The 13-hour long flight began. Phani and Doran were in front of Brittany and I, and Katie was two rows away. Honestly, I don’t remember much from it except watchi

IMG_20160806_210219ng Zootopia and London Has Fallen since I passed out for the rest (thankfully!). Oh, Brittany and I tried watching Batman vs. Superman at the same time; she gave up after 10 minutes and I did so after 20. When descending, we were kind of interested to see how Addis looks like from the sky but it was too foggy. Meanwhile, I dropped something and as I was picking it up we harshly hit the ground and I bang my head into the tray (lol)! For a second I was wondering if this was going to get worse specially when it got coupled with a loud screeching noise. It turned out to be fine though; people were so confused they were looking at each other and some started clapping from the far side and I was like yeah, thanks for not killing us (:P)!


The lay-over was about 3 hours. Addicted to the web and social media, we tried to connect to the free terminal wifi but failed. Then we all started reading; I started the second chapter of the People’s History of the United States by Howard Zinn.
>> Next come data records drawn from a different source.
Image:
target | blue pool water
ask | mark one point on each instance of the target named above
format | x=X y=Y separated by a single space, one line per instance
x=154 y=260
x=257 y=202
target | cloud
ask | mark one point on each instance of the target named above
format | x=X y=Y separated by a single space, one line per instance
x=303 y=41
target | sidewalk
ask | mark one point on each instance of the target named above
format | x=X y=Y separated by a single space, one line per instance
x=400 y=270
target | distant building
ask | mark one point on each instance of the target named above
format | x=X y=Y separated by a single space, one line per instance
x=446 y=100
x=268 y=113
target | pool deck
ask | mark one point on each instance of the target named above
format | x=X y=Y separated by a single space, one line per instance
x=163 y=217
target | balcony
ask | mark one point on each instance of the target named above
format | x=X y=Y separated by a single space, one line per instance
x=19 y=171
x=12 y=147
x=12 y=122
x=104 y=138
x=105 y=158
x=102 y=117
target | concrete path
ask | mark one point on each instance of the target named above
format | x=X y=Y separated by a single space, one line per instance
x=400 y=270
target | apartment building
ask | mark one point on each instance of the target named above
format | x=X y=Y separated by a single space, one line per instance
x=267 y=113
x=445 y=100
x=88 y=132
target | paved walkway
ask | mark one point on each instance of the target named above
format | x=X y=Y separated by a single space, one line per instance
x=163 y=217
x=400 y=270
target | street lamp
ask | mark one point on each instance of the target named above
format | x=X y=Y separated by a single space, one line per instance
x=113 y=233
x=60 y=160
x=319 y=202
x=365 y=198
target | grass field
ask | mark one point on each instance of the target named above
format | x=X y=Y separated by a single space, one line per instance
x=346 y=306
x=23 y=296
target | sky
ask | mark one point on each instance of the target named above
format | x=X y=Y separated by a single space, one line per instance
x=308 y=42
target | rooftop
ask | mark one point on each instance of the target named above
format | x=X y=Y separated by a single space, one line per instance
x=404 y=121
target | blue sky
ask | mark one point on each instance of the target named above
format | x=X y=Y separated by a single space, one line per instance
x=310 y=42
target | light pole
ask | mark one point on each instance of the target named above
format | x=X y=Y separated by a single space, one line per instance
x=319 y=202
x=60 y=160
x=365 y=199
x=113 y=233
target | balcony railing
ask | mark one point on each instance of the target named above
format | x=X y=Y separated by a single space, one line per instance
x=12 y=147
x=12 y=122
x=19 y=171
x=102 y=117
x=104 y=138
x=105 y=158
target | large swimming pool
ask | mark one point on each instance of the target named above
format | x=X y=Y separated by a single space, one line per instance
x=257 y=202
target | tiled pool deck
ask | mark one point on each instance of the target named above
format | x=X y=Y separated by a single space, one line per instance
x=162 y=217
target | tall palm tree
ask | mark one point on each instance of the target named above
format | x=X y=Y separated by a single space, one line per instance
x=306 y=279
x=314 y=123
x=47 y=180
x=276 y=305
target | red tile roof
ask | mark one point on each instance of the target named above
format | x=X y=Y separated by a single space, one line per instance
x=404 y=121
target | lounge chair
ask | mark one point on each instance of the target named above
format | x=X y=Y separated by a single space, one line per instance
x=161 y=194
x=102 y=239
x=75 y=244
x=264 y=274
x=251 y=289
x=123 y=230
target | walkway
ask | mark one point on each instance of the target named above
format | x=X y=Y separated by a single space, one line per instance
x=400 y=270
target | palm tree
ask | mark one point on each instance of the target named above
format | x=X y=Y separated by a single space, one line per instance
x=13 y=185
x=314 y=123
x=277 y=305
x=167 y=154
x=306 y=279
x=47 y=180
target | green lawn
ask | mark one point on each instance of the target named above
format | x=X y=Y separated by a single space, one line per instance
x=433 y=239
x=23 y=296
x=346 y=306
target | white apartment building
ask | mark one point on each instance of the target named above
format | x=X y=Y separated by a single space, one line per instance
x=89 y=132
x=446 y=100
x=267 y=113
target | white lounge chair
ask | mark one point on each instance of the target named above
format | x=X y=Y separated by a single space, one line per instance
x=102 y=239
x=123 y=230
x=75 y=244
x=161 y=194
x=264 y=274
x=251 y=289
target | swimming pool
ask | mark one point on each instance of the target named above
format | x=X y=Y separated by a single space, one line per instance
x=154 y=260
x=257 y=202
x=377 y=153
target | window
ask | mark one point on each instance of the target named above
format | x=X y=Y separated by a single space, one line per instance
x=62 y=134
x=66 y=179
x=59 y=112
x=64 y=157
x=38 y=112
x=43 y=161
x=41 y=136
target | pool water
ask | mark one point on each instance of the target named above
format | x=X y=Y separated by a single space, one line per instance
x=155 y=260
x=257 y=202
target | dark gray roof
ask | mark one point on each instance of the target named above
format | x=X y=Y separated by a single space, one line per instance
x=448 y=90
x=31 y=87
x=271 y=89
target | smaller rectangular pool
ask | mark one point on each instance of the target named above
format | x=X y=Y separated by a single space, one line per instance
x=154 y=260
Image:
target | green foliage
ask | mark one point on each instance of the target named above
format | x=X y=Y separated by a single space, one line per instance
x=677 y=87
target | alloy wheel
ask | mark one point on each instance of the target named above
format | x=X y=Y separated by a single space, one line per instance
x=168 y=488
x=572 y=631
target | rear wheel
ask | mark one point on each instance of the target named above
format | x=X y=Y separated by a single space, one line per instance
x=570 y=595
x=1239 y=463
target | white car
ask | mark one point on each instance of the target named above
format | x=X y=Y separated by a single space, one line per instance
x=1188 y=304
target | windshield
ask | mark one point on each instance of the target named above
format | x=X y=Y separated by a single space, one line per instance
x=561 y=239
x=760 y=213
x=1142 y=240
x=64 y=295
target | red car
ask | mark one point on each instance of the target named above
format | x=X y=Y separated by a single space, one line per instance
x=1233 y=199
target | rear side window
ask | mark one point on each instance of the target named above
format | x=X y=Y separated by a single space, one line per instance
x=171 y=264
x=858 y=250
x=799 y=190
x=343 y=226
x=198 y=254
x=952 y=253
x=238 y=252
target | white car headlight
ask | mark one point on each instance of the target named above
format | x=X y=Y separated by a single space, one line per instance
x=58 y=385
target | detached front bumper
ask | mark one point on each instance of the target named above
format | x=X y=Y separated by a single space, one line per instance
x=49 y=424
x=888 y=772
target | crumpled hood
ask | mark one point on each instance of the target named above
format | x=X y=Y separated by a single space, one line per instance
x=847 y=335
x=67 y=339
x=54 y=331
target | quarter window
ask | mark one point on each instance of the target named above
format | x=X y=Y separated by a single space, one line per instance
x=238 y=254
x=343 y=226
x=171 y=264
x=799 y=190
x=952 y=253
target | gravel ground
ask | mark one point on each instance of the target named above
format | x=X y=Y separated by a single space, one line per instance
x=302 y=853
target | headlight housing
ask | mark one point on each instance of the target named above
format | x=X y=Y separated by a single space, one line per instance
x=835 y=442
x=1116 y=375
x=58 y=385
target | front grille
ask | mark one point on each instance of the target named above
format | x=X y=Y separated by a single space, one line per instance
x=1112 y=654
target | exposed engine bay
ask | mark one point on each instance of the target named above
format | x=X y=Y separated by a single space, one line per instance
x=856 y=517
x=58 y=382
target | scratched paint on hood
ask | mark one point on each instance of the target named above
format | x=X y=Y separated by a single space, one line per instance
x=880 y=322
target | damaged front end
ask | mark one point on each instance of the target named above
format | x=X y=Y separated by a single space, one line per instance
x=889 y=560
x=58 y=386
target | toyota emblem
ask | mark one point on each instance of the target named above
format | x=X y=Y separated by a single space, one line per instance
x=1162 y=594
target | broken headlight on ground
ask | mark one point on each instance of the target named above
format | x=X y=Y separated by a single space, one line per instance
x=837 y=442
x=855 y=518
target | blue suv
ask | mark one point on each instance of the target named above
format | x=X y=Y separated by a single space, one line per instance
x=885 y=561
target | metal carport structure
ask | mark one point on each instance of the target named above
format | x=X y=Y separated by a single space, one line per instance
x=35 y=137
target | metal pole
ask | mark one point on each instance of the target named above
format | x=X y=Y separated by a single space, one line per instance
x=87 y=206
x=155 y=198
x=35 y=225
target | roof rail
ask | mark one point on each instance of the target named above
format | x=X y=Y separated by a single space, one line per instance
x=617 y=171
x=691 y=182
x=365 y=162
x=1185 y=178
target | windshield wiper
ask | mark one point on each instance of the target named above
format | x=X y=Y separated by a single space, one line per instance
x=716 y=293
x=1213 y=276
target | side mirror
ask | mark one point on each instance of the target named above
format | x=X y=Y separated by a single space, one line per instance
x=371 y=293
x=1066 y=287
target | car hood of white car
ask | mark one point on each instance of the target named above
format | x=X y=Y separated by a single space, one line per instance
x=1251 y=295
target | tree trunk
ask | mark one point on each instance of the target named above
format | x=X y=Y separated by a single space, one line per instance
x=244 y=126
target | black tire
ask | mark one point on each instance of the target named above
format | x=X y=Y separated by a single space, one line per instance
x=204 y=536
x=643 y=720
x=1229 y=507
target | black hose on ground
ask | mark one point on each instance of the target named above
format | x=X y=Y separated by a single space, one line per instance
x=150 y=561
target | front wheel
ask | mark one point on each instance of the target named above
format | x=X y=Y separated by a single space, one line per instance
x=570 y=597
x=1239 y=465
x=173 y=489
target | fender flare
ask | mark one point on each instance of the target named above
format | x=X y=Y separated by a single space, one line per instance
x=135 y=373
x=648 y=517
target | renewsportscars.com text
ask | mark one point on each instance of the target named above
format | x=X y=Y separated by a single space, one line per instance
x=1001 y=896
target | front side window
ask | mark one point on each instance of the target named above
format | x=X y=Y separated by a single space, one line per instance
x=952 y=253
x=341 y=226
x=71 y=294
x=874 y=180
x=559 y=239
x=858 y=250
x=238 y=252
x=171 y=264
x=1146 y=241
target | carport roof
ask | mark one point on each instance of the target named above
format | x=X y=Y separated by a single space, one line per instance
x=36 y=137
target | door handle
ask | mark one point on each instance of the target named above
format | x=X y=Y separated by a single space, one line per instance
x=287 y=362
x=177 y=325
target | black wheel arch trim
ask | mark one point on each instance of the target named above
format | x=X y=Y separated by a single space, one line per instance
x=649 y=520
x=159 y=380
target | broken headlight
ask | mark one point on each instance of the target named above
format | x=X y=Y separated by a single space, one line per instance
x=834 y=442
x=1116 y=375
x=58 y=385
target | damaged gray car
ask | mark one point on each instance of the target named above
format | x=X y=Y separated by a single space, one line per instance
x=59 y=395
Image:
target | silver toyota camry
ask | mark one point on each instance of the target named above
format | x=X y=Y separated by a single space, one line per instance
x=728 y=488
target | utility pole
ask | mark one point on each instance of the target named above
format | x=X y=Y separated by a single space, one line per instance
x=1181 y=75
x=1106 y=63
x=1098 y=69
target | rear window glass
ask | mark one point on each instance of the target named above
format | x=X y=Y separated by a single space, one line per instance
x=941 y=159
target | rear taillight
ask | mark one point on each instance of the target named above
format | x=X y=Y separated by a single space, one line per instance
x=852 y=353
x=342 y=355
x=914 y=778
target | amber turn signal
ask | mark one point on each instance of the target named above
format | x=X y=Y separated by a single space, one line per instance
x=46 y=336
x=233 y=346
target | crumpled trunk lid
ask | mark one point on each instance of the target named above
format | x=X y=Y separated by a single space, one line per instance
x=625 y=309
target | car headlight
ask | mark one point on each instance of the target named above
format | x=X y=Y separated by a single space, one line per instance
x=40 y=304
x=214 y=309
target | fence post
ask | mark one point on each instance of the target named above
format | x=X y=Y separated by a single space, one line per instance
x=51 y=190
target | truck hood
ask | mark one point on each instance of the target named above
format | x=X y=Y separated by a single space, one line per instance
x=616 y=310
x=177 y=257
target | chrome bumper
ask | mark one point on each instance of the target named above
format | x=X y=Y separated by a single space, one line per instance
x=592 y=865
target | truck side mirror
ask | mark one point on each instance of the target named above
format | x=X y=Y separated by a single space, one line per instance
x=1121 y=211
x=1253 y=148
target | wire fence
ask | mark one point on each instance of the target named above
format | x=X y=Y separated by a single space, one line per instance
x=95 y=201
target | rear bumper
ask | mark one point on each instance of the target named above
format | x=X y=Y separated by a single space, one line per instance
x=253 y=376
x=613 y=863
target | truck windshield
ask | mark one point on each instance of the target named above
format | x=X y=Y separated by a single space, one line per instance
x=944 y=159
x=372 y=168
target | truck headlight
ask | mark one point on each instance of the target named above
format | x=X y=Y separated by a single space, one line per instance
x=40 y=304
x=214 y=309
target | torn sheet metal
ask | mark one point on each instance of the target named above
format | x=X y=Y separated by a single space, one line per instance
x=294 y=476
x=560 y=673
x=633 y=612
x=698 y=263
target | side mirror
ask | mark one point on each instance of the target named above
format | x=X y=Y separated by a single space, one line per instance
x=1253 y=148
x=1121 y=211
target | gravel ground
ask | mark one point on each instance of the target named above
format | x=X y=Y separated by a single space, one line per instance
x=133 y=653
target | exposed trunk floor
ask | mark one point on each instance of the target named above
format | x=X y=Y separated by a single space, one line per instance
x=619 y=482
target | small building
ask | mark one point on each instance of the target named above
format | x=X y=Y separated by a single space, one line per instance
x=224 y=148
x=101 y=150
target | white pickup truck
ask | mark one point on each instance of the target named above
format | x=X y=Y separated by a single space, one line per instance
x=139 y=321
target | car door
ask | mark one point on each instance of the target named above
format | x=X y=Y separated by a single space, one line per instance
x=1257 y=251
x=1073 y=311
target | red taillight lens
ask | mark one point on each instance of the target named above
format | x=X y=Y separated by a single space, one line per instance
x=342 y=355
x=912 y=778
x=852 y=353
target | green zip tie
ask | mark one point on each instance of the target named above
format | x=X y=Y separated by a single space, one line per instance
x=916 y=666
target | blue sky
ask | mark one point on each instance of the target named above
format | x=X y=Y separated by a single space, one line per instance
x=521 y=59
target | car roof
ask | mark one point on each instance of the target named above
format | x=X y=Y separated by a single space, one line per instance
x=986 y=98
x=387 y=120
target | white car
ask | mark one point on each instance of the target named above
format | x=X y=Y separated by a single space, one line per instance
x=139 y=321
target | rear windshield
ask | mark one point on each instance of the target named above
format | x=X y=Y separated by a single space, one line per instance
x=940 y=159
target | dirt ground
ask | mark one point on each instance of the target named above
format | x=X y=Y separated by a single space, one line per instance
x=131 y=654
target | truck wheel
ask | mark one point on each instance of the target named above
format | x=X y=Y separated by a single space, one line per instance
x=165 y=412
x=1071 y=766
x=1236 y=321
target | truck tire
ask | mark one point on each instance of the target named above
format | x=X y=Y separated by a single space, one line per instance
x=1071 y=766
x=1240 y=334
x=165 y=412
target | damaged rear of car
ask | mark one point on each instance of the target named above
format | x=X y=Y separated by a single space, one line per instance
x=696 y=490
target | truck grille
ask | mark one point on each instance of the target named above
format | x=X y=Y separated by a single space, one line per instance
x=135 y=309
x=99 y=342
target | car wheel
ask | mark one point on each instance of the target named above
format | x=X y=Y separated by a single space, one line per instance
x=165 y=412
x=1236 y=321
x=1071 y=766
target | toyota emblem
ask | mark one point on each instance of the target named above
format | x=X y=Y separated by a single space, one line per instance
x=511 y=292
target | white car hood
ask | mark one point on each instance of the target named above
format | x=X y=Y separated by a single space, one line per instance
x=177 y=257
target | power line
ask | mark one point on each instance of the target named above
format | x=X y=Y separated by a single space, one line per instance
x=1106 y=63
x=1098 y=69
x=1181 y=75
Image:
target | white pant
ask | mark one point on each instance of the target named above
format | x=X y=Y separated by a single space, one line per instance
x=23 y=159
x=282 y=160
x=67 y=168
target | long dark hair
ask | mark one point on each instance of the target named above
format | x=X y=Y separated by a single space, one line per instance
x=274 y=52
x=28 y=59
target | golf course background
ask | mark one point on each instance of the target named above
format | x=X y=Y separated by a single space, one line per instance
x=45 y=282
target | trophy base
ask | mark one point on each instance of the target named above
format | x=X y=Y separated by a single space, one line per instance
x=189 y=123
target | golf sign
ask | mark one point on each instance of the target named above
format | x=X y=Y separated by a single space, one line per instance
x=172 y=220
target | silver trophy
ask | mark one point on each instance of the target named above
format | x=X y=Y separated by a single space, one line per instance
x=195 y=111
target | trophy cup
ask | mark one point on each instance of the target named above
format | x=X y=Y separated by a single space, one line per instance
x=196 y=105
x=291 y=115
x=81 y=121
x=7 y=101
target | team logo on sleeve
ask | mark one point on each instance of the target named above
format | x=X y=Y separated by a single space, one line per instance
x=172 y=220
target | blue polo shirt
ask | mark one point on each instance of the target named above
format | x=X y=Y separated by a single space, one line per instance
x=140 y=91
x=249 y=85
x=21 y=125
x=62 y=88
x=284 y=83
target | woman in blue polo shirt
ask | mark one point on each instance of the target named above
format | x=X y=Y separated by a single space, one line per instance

This chapter – Drawing the Color Line- was the history of slavery up to 1700. After about an hour, we the boys gave up and napped and seems like the girls got a chance to ruin our trust in them by taking these hilarious pictures!

The second leg of the flight was only about two hours. They took us to the plane by bus which was nice because it reminded me of a family trip to Kish Island over a decade ago – the last time I took a bus to a plane. Interestingly, the plane had a stretcher in the back which I guess is sometimes used to transport patients. Once departed, I passed out again. I was so confused when I woke up to Brittany shaking me and even more when she asked: “beeef or chicken?”. Apparently I just said “beef” and passed out again (lol)! The landing was smooth this time and here we were in the land of a thousand hills and a thousand smiles.